I've an old cvs file with this Yahoo Finance data named 'AAPL.csv'
Date | Open | High | Low | Close | Volume |
---|---|---|---|---|---|
2023-09-25 | 174.19 | 176.97 | 174.14 | 176.08 | 46172700 |
2023-09-26 | 174.82 | 175.19 | 171.66 | 171.96 | 64588900 |
2023-09-27 | 172.61 | 173.03 | 169.05 | 170.42 | 66921800 |
2023-09-28 | 169.33 | 172.02 | 167.61 | 170.69 | 56294400 |
2023-09-29 | 172.02 | 173.07 | 170.33 | 171.21 | 51814200 |
I need to check today date with latest row date and update the latest days data and save in the same file.
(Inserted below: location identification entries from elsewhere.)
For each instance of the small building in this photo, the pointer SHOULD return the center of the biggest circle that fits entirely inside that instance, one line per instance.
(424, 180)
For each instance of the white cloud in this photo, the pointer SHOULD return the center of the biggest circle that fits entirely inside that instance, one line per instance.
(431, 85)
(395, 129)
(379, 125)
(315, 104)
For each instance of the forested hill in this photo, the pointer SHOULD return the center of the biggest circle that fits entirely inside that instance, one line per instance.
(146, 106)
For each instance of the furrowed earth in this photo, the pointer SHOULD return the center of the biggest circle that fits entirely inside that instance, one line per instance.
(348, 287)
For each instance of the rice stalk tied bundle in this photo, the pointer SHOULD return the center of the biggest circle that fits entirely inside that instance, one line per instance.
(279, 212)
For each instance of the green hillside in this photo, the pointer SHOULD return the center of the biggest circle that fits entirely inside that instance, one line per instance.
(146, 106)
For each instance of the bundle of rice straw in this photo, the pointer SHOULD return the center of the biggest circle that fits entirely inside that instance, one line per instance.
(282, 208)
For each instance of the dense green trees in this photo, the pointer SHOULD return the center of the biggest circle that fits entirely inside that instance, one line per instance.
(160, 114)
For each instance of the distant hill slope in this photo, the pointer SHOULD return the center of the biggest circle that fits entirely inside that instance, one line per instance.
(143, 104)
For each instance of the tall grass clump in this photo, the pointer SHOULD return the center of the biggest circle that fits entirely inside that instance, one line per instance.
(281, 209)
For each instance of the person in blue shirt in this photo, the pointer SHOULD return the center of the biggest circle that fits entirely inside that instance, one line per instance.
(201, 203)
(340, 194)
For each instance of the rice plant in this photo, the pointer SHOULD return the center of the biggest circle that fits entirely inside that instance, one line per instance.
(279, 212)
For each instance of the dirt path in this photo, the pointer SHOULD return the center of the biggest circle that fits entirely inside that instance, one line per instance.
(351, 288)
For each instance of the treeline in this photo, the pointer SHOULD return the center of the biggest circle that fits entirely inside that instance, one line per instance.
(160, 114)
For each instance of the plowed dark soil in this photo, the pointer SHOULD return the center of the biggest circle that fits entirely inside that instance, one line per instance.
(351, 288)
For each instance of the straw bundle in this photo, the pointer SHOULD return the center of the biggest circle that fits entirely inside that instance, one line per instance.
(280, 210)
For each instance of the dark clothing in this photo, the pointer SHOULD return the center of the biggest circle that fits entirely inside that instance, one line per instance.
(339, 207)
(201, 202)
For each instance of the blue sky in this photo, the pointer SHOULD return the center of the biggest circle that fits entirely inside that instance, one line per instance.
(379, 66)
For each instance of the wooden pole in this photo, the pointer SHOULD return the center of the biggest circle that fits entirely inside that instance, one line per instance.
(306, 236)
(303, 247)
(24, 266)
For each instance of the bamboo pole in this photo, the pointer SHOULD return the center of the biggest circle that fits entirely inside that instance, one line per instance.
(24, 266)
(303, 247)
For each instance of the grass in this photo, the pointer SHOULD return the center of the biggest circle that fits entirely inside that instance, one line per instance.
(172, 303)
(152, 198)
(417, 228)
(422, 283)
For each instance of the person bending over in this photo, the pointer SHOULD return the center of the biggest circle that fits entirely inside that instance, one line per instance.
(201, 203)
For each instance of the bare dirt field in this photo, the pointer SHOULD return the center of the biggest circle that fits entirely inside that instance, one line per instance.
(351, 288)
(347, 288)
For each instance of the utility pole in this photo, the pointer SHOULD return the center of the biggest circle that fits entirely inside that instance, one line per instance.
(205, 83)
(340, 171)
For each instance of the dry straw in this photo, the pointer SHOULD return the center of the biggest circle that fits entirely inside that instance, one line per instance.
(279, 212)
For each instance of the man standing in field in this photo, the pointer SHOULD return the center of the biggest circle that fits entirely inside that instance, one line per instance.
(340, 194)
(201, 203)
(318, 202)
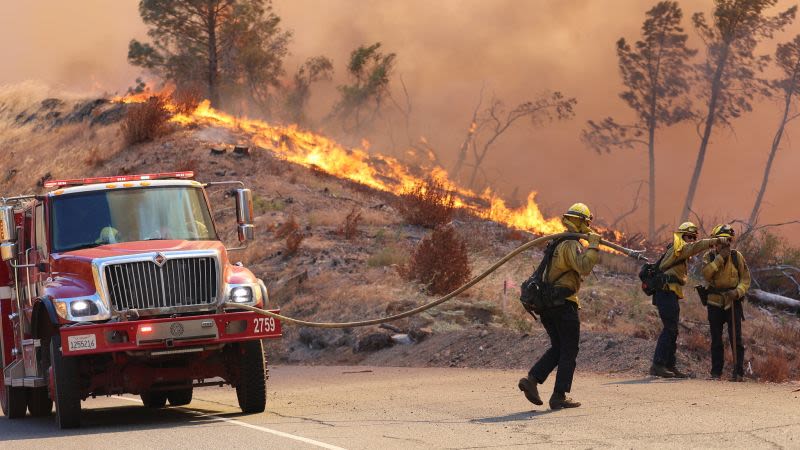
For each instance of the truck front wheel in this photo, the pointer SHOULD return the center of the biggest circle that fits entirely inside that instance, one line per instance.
(12, 400)
(251, 389)
(180, 397)
(67, 396)
(39, 402)
(154, 399)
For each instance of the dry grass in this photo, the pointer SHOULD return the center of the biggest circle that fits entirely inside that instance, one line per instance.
(440, 261)
(427, 204)
(390, 255)
(287, 228)
(695, 341)
(145, 121)
(349, 228)
(293, 241)
(187, 98)
(772, 367)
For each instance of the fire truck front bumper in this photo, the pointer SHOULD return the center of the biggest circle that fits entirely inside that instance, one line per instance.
(168, 336)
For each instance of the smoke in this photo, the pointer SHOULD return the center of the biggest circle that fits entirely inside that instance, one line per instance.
(446, 51)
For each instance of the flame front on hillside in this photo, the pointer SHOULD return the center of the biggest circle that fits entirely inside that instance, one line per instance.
(374, 170)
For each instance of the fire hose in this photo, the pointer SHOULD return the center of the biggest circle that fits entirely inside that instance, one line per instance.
(632, 253)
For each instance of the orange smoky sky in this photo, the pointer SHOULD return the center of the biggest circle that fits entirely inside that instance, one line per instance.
(446, 50)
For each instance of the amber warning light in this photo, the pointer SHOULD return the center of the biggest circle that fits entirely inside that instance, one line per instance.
(119, 179)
I've this code but have some problems with date format and not runs ok.
import os
import datetime
import pandas as pd
import dateutil.parser
from datetime import datetime
read_data = pd.read_csv('AAPL.csv')
read_last_date_df = str(read_data['Date'].values[-1])
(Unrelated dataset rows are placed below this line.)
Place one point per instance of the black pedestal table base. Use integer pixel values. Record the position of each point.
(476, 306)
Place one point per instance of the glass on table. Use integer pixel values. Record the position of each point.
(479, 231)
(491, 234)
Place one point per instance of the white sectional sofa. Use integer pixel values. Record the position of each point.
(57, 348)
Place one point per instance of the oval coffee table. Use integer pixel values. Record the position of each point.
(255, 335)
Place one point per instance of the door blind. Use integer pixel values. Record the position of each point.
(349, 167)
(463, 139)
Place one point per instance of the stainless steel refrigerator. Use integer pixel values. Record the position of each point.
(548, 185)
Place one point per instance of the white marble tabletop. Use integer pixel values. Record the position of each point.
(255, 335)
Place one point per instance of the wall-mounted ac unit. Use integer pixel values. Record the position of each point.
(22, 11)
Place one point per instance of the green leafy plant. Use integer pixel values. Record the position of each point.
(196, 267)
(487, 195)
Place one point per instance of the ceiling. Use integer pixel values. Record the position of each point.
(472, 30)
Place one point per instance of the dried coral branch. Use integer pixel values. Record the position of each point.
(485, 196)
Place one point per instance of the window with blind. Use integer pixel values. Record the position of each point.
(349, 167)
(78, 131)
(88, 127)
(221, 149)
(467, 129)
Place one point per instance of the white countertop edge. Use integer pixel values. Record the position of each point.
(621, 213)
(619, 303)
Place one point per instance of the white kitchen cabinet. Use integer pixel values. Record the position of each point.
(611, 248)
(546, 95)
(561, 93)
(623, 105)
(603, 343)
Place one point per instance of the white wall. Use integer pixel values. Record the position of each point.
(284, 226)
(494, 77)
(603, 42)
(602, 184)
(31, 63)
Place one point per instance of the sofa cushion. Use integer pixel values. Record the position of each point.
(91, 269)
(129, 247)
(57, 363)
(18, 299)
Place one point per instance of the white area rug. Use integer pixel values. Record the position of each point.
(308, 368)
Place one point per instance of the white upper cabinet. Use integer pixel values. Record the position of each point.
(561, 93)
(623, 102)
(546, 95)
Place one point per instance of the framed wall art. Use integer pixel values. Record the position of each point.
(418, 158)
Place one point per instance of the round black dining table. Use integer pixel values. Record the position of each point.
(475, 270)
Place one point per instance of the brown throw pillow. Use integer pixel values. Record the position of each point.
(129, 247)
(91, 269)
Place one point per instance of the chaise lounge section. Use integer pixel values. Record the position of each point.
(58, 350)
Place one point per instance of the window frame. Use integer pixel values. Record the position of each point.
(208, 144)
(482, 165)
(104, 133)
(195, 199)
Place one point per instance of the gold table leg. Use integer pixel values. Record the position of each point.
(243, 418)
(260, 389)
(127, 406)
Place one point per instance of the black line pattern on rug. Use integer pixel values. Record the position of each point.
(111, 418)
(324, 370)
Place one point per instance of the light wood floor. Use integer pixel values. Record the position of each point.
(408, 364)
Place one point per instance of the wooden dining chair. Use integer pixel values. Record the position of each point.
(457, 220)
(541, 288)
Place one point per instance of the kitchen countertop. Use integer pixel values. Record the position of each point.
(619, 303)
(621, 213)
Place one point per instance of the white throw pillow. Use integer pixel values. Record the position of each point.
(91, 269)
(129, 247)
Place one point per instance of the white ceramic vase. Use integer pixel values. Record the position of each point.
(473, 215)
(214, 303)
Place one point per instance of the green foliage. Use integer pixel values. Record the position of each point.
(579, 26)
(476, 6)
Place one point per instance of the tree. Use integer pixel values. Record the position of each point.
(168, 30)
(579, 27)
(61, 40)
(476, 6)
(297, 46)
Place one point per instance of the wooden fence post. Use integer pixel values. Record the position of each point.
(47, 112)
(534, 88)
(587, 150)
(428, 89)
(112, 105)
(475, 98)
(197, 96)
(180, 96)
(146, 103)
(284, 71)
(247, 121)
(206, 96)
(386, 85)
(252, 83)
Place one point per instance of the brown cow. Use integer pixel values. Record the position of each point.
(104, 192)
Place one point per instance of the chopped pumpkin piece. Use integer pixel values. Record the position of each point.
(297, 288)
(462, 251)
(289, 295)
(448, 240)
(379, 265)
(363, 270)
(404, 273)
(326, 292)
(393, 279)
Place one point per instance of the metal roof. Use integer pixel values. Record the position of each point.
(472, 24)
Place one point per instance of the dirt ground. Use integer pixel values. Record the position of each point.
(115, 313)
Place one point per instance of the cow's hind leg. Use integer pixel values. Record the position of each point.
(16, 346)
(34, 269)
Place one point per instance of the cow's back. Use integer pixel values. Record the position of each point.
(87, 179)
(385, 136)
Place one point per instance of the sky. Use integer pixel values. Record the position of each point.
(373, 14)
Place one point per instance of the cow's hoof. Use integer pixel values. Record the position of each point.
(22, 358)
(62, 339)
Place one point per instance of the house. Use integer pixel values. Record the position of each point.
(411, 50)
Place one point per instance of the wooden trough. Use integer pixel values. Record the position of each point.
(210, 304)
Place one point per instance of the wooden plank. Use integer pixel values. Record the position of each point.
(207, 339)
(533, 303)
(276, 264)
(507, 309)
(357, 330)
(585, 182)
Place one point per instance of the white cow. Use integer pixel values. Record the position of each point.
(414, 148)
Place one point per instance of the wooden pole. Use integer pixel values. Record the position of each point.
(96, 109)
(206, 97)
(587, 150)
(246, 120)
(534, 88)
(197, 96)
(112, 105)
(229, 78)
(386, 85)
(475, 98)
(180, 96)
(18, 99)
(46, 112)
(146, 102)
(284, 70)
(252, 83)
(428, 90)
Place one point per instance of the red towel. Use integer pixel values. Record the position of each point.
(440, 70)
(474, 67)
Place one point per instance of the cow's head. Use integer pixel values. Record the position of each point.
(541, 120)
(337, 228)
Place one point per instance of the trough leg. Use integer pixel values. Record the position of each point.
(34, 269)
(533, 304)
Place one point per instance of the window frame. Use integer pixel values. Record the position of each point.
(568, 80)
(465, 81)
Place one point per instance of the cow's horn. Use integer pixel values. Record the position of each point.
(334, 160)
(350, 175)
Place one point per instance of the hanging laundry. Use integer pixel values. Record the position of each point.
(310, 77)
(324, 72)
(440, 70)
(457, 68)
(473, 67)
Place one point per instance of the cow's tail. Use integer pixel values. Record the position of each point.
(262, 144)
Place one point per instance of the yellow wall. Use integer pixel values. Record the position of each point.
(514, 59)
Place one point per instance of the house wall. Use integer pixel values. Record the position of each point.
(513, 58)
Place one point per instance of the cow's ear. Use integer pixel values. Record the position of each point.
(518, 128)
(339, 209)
last_date_df = dateutil.parser.isoparse(read_last_date_df)
today = datetime.today()
dif_day_dates = int(today.strftime('%d')) - int(last_date_df.strftime('%d'))
if dif_day_dates > 0:
update_data = yf.download(symbol, start=datetime.today() - last_date_df, end=datetime.today(), interval=timeframes_codedata['daily'])
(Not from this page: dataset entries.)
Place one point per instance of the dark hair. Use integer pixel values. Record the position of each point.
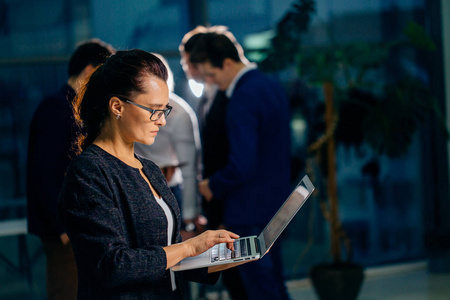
(191, 38)
(91, 52)
(124, 74)
(214, 47)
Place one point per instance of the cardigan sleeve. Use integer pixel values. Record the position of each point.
(96, 229)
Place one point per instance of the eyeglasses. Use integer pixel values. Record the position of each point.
(156, 114)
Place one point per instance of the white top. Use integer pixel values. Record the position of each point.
(178, 144)
(170, 222)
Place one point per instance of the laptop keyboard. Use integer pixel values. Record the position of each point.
(220, 252)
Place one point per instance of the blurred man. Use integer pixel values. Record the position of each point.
(255, 181)
(177, 152)
(211, 113)
(52, 134)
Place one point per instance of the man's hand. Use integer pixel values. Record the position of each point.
(205, 191)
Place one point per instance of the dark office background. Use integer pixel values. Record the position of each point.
(405, 218)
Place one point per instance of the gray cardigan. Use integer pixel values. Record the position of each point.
(118, 230)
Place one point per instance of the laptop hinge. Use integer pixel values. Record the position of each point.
(257, 246)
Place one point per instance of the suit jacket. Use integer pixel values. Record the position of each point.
(52, 133)
(118, 230)
(215, 151)
(256, 179)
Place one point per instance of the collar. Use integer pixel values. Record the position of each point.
(230, 89)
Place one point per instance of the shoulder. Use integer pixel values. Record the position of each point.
(147, 163)
(182, 113)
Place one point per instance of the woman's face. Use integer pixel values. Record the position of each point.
(135, 121)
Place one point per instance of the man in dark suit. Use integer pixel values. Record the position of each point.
(52, 134)
(255, 181)
(211, 114)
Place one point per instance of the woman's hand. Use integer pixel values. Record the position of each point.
(199, 244)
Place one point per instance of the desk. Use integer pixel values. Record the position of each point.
(17, 227)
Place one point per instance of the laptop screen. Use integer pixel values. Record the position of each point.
(285, 214)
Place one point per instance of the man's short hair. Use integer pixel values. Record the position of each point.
(91, 52)
(212, 44)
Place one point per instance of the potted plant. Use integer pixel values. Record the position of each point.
(383, 114)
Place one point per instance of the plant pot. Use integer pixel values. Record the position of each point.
(337, 281)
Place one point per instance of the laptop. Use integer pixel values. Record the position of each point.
(253, 247)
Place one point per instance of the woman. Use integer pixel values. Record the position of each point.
(122, 219)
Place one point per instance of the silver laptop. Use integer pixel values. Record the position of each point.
(253, 247)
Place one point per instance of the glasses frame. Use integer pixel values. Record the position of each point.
(164, 112)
read_data[len(read_data)] = update_data
read_data.to_csv('AAPL.csv')
Now i've this error: if dif_day_dates > 0: TypeError: '>' not supported between instances of 'datetime.timedelta' and 'int'
Any suggestion or idea to solve this problem and apply this function in my app? Thanks a lot
if dif_day_dates > 0:
is correct. The problem is:
update_data = yf.download(symbol, start=datetime.today() - last_date_df,
end=datetime.today(), interval=timeframes_codedata['daily'])
Let's look:
start = datetime.today() - last_date_df
print(start)
print(type(start))
'''
(datetime.timedelta(days=6, seconds=54260, microseconds=767898),)
<class 'tuple'>
'''
According to documentation
start
param takes a string expression and must be in (YYYY-MM-DD)
format.
def download(tickers, start=None, end=None, actions=False, threads=True, ignore_tz=None,
group_by='column', auto_adjust=False, back_adjust=False, repair=False, keepna=False,
progress=True, period="max", show_errors=None, interval="1d", prepost=False,
proxy=None, rounding=False, timeout=10, session=None):
"""Download yahoo tickers
:Parameters:
tickers : str, list
List of tickers to download
period : str
Valid periods: 1d,5d,1mo,3mo,6mo,1y,2y,5y,10y,ytd,max
Either Use period parameter or use start and end
interval : str
Valid intervals: 1m,2m,5m,15m,30m,60m,90m,1h,1d,5d,1wk,1mo,3mo
Intraday data cannot extend last 60 days
start: str
Download start date string (YYYY-MM-DD) or _datetime, inclusive.
Default is 99 years ago
E.g. for start="2020-01-01", the first data point will be on "2020-01-01"
end: str
Download end date string (YYYY-MM-DD) or _datetime, exclusive.
Default is now
E.g. for end="2023-01-01", the last data point will be on "2022-12-31"
To avoid this:
from datetime import timedelta
start = (last_date_df + timedelta(days=1)).strftime('%Y-%m-%d')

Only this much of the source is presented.